Organization of antenna and photo-reaction centre chlorophylls on the molecular level

Abstract
Recent investigation, mainly by nuclear magnetic (n.m.r.) and electron spin (e.s.r.) resonance spectroscopy, provide experimental support for the view that both antenna or light-harvesting chlorophyll and photo-reaction centre chlorophyll are aggregated species, but are aggregated in quite different ways.

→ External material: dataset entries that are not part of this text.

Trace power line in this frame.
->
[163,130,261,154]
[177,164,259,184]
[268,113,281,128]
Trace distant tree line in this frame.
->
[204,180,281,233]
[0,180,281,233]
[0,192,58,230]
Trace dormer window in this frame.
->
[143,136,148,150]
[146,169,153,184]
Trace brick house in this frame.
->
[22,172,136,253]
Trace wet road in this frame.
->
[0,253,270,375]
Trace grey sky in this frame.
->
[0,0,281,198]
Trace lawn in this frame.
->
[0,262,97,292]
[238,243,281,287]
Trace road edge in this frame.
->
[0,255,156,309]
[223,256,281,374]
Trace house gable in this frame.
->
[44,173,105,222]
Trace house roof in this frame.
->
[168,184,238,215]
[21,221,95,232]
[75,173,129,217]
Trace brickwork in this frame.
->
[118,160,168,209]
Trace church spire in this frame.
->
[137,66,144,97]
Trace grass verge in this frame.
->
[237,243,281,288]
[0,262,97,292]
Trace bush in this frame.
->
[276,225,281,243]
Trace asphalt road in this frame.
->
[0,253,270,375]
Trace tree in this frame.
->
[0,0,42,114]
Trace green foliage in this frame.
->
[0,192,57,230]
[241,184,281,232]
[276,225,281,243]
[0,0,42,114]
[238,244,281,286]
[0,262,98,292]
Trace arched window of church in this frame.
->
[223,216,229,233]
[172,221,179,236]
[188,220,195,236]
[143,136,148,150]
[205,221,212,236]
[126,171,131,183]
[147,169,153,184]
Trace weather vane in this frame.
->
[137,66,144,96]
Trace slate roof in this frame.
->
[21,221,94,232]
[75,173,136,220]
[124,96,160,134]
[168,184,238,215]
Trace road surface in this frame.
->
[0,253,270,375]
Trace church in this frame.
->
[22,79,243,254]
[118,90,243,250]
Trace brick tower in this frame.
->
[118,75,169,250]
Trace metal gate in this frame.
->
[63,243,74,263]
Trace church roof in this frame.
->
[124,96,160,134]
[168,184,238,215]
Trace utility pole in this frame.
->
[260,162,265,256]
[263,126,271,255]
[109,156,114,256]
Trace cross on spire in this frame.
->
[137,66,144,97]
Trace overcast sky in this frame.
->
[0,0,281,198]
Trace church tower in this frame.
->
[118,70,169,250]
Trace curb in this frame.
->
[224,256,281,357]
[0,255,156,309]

The spectral properties of antenna chlorophyll appear to be best explained in terms of chlorophyll oligomers, (Chl 2 ) n , in which the chlorophyll molecules are bound to each other via keto C = 0 • • • Mg coordination interactions, whereas light conversion occurs in special pairs of chlorophyll molecules probably held in the necessary configuration by a water molecule between them: [Chl H 2 O Chl]. Photo-reactive bacteriochlorophyll a appears to have a very similar special pair structure, but antenna bacteriochlorophyll a appears to be a much more complex entity than is the antenna in green plants, and it is possible that a variety of bacteriochlorophyll a -water adducts are involved in antenna behaviour. Considerations of photosynthetic membrane structure suggest that antenna chlorophyll and the special pair photo-active chlorophyll may occupy the annular region of the thylakoid lipid bilayer.